College Football Playoffs Generate Excitement And A Lot Of Money
RENEE MONTAGNE, HOST:
It is New Year's Eve, meaning college football playoffs. Clemson plays Oklahoma while Alabama dukes it out with Michigan State. Kevin Blackistone is a columnist with The Washington Post and a professor of sports journalism at the University of Maryland. Thank you for joining us.
KEVIN BLACKISTONE: Thank you.
MONTAGNE: This is year two for college football's new playoff system. Four teams compete in semi-final games, with the winners meeting in the championship game. So how is it going?
BLACKISTONE: It's going great. It's going probably better than expected, particularly from the financial side because that's really what this was all about. The power conferences used to, in the previous system, share bonuses worth about $28 million. Now they're going to be sharing bonuses worth about $50 million. So everybody is making more money than ever off of college football right now because of this playoff system that was devised in part by someone else I take a paycheck from. And that's ESPN, when just a few years ago they offered the powers of college football about a six or $7 billion check over the next 12 years to put together this playoff system that college football people said they would never exceed to. And now you have it.

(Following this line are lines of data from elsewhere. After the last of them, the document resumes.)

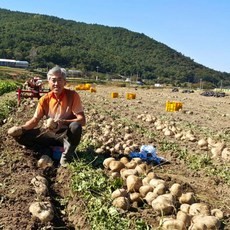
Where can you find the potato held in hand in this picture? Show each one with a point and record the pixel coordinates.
(15, 131)
(51, 124)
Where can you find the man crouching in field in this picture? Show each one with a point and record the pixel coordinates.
(65, 117)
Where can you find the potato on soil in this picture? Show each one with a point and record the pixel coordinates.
(45, 162)
(121, 202)
(209, 222)
(133, 183)
(116, 166)
(42, 210)
(15, 131)
(199, 209)
(107, 161)
(127, 172)
(176, 190)
(119, 192)
(150, 196)
(37, 179)
(187, 198)
(144, 189)
(173, 224)
(163, 204)
(51, 124)
(217, 213)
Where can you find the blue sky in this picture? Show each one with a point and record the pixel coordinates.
(199, 29)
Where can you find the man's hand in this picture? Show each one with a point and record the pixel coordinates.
(15, 131)
(50, 124)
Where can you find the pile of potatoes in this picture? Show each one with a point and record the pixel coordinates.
(43, 210)
(142, 186)
(217, 149)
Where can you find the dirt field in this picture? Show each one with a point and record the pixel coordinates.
(204, 116)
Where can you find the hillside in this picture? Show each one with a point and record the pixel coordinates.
(45, 40)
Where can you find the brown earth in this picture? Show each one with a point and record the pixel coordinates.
(205, 116)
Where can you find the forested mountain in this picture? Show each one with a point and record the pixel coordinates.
(46, 40)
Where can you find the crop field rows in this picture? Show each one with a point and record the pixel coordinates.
(83, 194)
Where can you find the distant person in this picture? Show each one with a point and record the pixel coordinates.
(65, 108)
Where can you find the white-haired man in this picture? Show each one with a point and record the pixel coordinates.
(65, 107)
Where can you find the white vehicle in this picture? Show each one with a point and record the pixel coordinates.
(14, 63)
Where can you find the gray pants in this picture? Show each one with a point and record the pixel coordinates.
(39, 139)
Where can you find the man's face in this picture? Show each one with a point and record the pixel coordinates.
(57, 83)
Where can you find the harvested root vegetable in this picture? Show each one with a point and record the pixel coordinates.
(160, 189)
(154, 182)
(50, 124)
(40, 185)
(170, 223)
(187, 198)
(42, 210)
(116, 166)
(15, 131)
(119, 192)
(208, 222)
(199, 209)
(131, 165)
(133, 183)
(122, 203)
(39, 179)
(45, 162)
(217, 213)
(145, 189)
(163, 204)
(183, 217)
(115, 175)
(185, 208)
(150, 196)
(127, 172)
(107, 161)
(145, 181)
(135, 197)
(176, 190)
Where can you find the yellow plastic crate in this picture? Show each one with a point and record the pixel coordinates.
(172, 106)
(114, 95)
(130, 96)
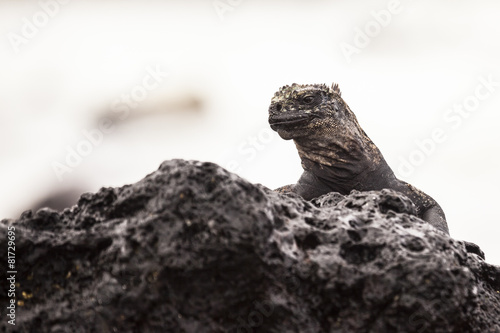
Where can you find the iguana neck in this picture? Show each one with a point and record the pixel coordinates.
(343, 163)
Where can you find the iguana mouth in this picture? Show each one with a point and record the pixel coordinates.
(287, 121)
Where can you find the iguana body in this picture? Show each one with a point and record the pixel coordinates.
(336, 154)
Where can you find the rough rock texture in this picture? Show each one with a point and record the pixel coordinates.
(194, 248)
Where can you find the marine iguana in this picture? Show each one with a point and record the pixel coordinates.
(336, 154)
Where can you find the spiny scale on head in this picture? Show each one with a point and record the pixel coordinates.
(289, 89)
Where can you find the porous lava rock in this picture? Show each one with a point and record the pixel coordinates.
(194, 248)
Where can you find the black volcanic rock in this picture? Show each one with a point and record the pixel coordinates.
(194, 248)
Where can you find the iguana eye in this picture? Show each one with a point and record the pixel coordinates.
(308, 99)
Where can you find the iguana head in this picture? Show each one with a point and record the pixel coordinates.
(301, 109)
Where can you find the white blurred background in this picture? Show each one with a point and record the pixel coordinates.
(64, 67)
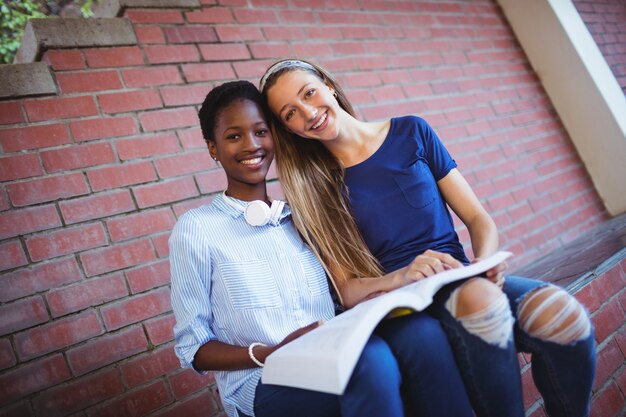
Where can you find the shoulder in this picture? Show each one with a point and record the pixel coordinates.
(200, 218)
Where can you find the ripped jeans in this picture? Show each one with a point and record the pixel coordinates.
(562, 372)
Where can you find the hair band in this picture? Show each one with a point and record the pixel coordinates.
(281, 65)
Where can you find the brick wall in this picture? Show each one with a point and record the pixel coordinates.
(93, 179)
(606, 20)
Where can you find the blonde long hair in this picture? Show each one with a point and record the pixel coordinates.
(313, 182)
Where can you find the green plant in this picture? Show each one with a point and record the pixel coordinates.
(15, 14)
(14, 17)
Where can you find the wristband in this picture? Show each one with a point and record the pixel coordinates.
(251, 354)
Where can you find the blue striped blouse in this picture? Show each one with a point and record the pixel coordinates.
(240, 284)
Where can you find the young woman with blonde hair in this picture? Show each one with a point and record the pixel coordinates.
(372, 197)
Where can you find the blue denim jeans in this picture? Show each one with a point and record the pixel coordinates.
(407, 368)
(563, 374)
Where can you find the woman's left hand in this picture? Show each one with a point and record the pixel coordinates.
(496, 274)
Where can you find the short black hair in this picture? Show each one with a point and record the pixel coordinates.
(223, 95)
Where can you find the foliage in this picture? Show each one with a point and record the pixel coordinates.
(15, 14)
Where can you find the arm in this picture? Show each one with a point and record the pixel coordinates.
(352, 290)
(481, 227)
(218, 356)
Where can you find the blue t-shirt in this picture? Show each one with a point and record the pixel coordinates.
(395, 199)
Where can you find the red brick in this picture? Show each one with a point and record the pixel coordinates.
(594, 294)
(608, 319)
(121, 56)
(151, 77)
(608, 403)
(22, 314)
(81, 82)
(21, 222)
(11, 112)
(41, 190)
(107, 349)
(148, 276)
(161, 329)
(60, 108)
(33, 137)
(140, 224)
(63, 60)
(32, 377)
(239, 33)
(620, 379)
(160, 243)
(251, 69)
(85, 294)
(96, 206)
(168, 119)
(149, 34)
(129, 101)
(149, 366)
(188, 381)
(140, 402)
(66, 241)
(609, 360)
(167, 54)
(145, 146)
(153, 16)
(7, 356)
(270, 50)
(285, 33)
(210, 15)
(200, 405)
(257, 16)
(183, 96)
(121, 175)
(182, 164)
(165, 192)
(57, 335)
(112, 258)
(190, 34)
(76, 157)
(79, 394)
(208, 72)
(135, 309)
(41, 277)
(192, 138)
(305, 16)
(103, 128)
(20, 166)
(224, 52)
(212, 181)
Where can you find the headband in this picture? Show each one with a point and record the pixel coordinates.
(281, 65)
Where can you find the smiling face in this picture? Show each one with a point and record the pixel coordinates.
(244, 146)
(305, 105)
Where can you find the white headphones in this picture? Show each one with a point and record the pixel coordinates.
(257, 212)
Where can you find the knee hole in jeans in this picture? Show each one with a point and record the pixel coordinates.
(549, 313)
(483, 310)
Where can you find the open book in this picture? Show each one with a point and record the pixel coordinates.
(323, 359)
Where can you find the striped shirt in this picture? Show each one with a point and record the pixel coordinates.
(240, 284)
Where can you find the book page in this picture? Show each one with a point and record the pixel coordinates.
(323, 359)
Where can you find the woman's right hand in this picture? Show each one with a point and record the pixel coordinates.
(429, 263)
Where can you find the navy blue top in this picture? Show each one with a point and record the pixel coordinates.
(395, 199)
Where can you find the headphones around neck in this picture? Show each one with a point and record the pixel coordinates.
(257, 212)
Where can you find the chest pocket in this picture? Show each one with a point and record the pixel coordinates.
(315, 274)
(417, 185)
(250, 284)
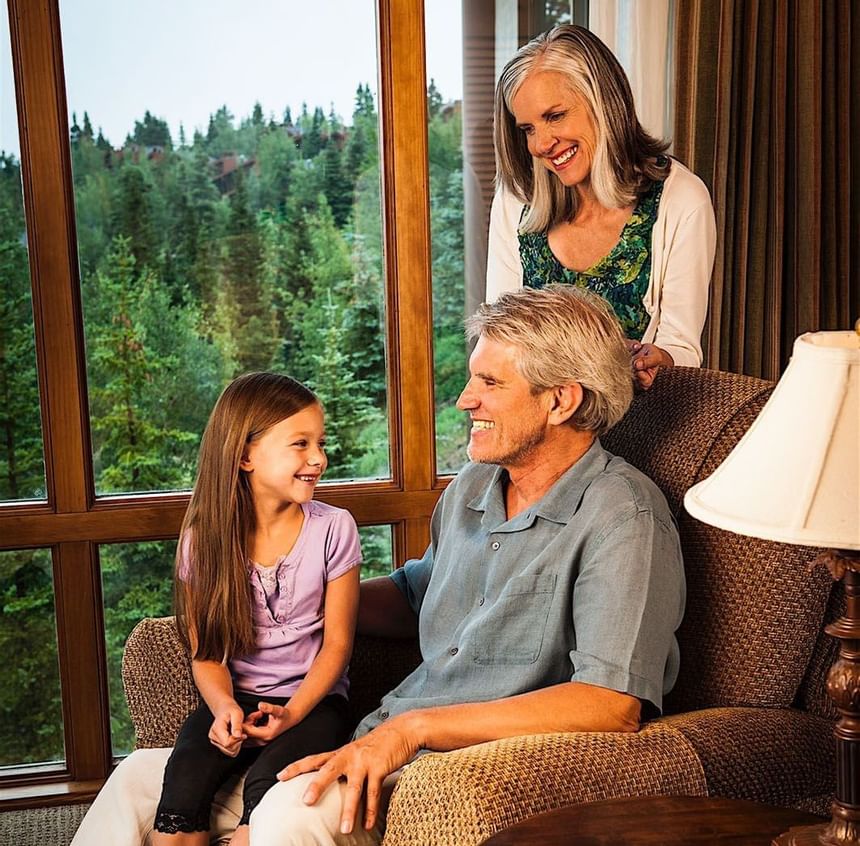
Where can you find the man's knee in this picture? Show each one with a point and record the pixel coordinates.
(142, 772)
(283, 819)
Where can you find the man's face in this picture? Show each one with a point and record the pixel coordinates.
(509, 422)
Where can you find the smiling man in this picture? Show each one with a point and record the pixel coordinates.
(550, 594)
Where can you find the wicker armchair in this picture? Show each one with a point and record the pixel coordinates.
(749, 717)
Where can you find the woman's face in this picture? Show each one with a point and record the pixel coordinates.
(557, 125)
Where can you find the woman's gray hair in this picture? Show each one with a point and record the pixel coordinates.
(623, 163)
(562, 335)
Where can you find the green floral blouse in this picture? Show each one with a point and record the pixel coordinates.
(621, 277)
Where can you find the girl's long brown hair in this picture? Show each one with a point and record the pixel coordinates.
(213, 603)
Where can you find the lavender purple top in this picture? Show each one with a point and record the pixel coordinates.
(290, 633)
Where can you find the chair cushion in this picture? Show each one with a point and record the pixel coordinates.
(777, 756)
(461, 798)
(754, 609)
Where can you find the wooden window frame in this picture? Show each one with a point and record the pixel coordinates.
(72, 522)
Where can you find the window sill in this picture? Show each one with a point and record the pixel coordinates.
(48, 795)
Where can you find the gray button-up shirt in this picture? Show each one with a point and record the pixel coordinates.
(585, 585)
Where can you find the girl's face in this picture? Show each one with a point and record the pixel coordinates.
(285, 463)
(558, 126)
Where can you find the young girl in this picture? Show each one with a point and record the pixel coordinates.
(266, 597)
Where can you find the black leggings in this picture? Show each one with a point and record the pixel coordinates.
(196, 768)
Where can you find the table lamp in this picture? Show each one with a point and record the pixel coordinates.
(795, 478)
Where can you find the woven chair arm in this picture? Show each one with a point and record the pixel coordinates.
(156, 677)
(461, 798)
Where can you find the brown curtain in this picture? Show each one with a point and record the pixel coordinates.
(768, 114)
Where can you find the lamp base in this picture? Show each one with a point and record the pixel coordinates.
(843, 685)
(835, 833)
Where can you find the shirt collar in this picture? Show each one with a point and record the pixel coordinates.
(558, 504)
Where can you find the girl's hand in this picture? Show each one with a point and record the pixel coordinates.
(227, 732)
(265, 724)
(647, 361)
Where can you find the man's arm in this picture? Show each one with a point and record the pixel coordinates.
(572, 706)
(383, 610)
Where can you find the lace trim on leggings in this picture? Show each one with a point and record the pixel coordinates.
(171, 822)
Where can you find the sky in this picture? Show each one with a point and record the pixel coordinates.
(184, 59)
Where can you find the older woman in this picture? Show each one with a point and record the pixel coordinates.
(586, 196)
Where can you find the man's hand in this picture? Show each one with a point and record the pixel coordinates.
(367, 760)
(269, 721)
(226, 732)
(647, 361)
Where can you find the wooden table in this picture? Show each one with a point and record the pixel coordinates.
(655, 821)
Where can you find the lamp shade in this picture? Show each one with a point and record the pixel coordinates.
(795, 476)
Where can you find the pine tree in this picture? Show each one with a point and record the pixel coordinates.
(22, 474)
(250, 307)
(151, 132)
(134, 214)
(434, 100)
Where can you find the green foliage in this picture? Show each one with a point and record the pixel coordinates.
(22, 474)
(256, 245)
(31, 722)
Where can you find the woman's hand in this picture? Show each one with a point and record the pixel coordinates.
(647, 361)
(227, 732)
(269, 721)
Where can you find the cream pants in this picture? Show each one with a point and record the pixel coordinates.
(123, 812)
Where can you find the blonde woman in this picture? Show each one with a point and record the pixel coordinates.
(586, 197)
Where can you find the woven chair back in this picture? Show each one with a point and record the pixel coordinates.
(754, 609)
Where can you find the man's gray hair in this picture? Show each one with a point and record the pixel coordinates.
(563, 334)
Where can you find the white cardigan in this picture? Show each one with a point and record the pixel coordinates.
(683, 243)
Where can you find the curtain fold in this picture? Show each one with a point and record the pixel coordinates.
(767, 102)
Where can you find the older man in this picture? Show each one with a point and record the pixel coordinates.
(547, 601)
(553, 585)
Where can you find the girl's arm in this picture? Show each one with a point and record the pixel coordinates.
(215, 685)
(341, 610)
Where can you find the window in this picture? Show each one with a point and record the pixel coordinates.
(162, 263)
(31, 726)
(111, 509)
(22, 469)
(228, 216)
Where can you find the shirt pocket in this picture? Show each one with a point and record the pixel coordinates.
(513, 630)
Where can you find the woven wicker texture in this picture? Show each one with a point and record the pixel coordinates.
(753, 609)
(780, 757)
(156, 677)
(812, 695)
(463, 797)
(753, 624)
(669, 431)
(378, 665)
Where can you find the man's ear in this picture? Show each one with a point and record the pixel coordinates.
(565, 400)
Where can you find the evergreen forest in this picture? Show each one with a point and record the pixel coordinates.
(255, 245)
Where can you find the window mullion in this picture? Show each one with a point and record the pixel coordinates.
(49, 202)
(407, 216)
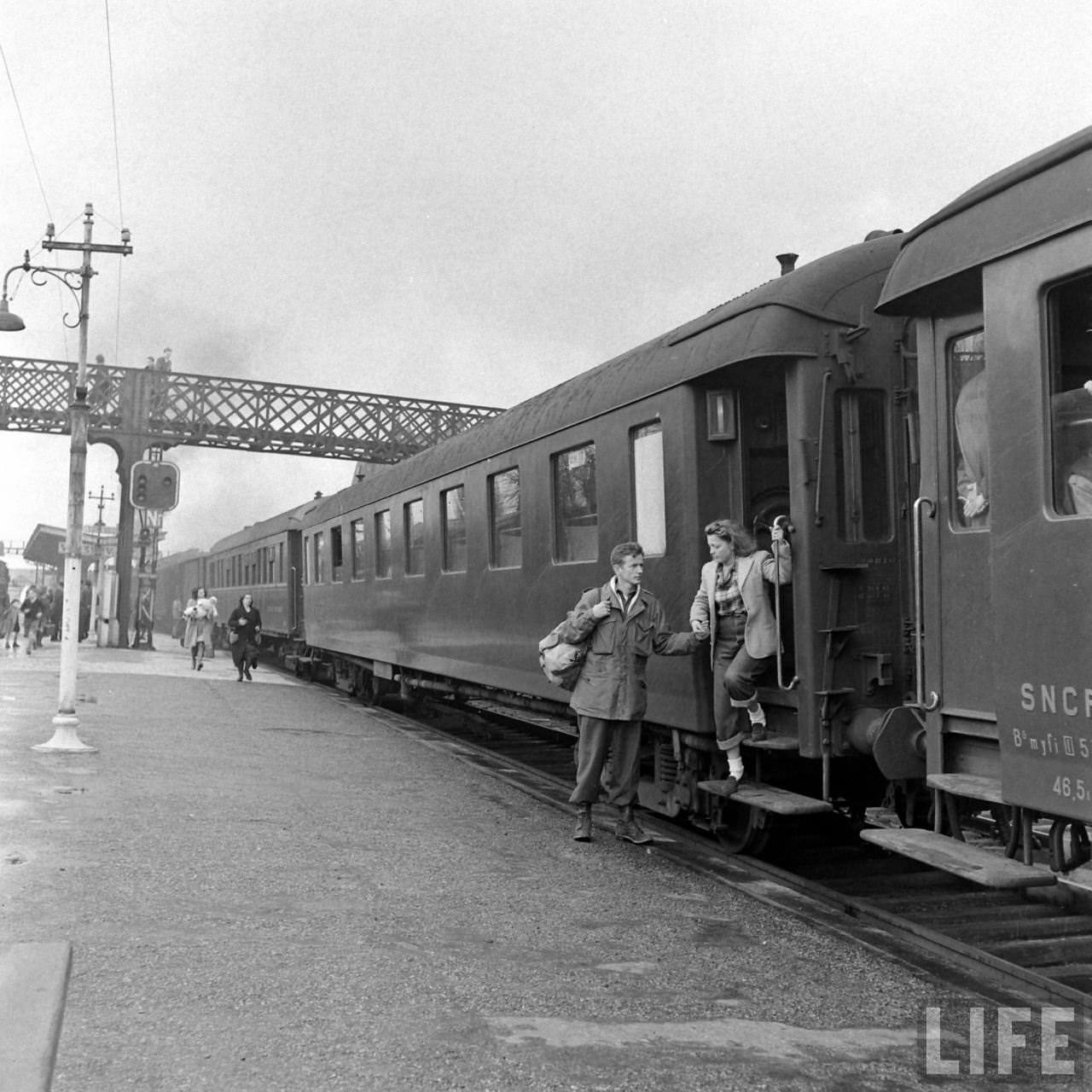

MONTAGNE: Right, although may I say, isn't - one of the arguments for it is it's the best going up against the best?
BLACKISTONE: Sure. It's the best going up against the best. But they used to make that argument under the old system as well. But now it's the best going up against the best and more money is being made than ever before.
MONTAGNE: OK, well, let's start with the first matchup - Oklahoma meets Clemson in the Orange Bowl in Miami. Talk to us about those two teams.
BLACKISTONE: Well, this one's going to be an interesting matchup simply because these are probably the two most exciting quarterbacks in college football, Baker Mayfield for Oklahoma and Deshaun Watson for Clemson, who is virtually a one-man wrecking crew for Clemson. He scores running the ball. He scores passing the ball. So this should be a really fun shootout.
MONTAGNE: And then later tonight, in prime time, two more powerhouses.
MONTAGNE: Michigan State faces Alabama in the Cotton Bowl.
BLACKISTONE: Right. And this is really about the two coaches, Nick Saban for Alabama, for Michigan State Mark Dantonio. What's going to make this interesting is that it features Derrick Henry, the running back for Alabama who was the Heisman Trophy winner. And he's really, really good. Alabama has the best defense in this playoff series. And of course we know that Nick Saban does one thing. And that's win championships. So I really like Alabama, as do a lot of people, to get by Michigan State.
MONTAGNE: You know, I'm curious. You were talking just a moment ago about watching college football that is now much work lucrative, not for the players but for the schools. Does that effect at all your - how you watch it, I mean, what you see when you're watching it?
BLACKISTONE: Yeah, it absolutely does, especially after these last couple of years where you've seen football players like those in my alma mater, Northwestern, really raise the question about welfare and benefits for them as college football players in a system which is just awash in money now. And though they have made some cosmetic efforts, I would say, to appear to play nicer with the laborers whose blood and sweat, they earn so much money, they still have a long, long ways to go. And I think people should realize that, you know, most of these teams now, if they get this far into the season, they will be playing a season that is basically as long as an NFL season. But they're reaping far fewer benefits. And they suffer the same injuries and don't have the same coverage.
MONTAGNE: All right, well, thank you very much for joining us and talking about all this.
BLACKISTONE: Thank you very much for having me. Enjoy the game.